On Thursday, Mr Robinson said he wished the draft agreement had been leaked earlier to the website, arguing that had it been, many of the unionist fears about the Irish language would have been addressed.
He referred to some of the incorrect assertions and beliefs among some unionists at the time that there would quotas for Irish speakers joining the Northern Ireland civil service and Irish streets signs everywhere.
“I couldn’t care less about the Irish language. Let them speak it until they are green, white and orange in the face, as long as it doesn’t encroach on me,” he said.
Mr Robinson said it was “such a small issue” compared with devolving policing and justice and agreeing the conditions for the DUP-Sinn Féin-led Northern Executive of 2007.
“If people want to maintain the union it is necessary for us to have a stable government in Northern Ireland,” he advised.
In comments perhaps directed at some of his own party members he added, “You need to be careful not to allow the most vociferous voices in your party lead you.”
He still believed the Northern Executive could be restored, but in the meantime, he told his audience, direct rule should be introduced to Northern Ireland.

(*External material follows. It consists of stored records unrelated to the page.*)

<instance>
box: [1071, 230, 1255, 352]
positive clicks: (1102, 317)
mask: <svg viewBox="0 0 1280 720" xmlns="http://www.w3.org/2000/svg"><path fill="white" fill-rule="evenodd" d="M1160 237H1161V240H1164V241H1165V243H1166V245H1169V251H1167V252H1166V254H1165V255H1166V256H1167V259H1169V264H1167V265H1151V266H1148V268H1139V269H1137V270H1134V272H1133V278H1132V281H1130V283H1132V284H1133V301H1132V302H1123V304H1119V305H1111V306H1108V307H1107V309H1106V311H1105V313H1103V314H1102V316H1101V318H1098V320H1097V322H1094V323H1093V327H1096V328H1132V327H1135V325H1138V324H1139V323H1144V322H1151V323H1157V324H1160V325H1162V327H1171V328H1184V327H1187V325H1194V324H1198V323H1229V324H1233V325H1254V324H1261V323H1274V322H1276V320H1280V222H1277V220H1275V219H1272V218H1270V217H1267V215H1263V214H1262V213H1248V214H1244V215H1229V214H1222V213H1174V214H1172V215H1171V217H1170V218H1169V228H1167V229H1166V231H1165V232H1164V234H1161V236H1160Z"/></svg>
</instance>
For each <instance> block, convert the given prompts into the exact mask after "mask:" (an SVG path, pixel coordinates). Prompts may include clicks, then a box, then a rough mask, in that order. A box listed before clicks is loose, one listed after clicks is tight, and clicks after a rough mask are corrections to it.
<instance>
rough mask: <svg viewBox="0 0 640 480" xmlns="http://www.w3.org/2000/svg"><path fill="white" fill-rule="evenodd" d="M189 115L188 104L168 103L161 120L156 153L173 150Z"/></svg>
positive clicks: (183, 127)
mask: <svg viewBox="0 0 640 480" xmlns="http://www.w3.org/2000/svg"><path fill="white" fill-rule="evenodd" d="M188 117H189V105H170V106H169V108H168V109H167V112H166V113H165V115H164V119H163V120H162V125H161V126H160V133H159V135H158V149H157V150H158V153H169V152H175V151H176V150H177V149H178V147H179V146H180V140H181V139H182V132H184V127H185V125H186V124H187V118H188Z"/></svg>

He said the challenge for the DUP and Sinn Féin and their leaders Arlene Foster and Michelle O’Neill was to reinstate Stormont. “You don’t get agreements without compromises,” he said.
On the issue of a united Ireland he noted how a former taoiseach told him that people in the South were not “chomping” for unity.
Mr Robinson also referred to his relationship with the late Martin McGuinness when they held the respective positions of first minister and deputy first minister.
“To operate you had to know what problems were being faced in each other’s party. I told him things I didn’t tell others, he did the same and neither of us betrayed the other’s trust,” he said.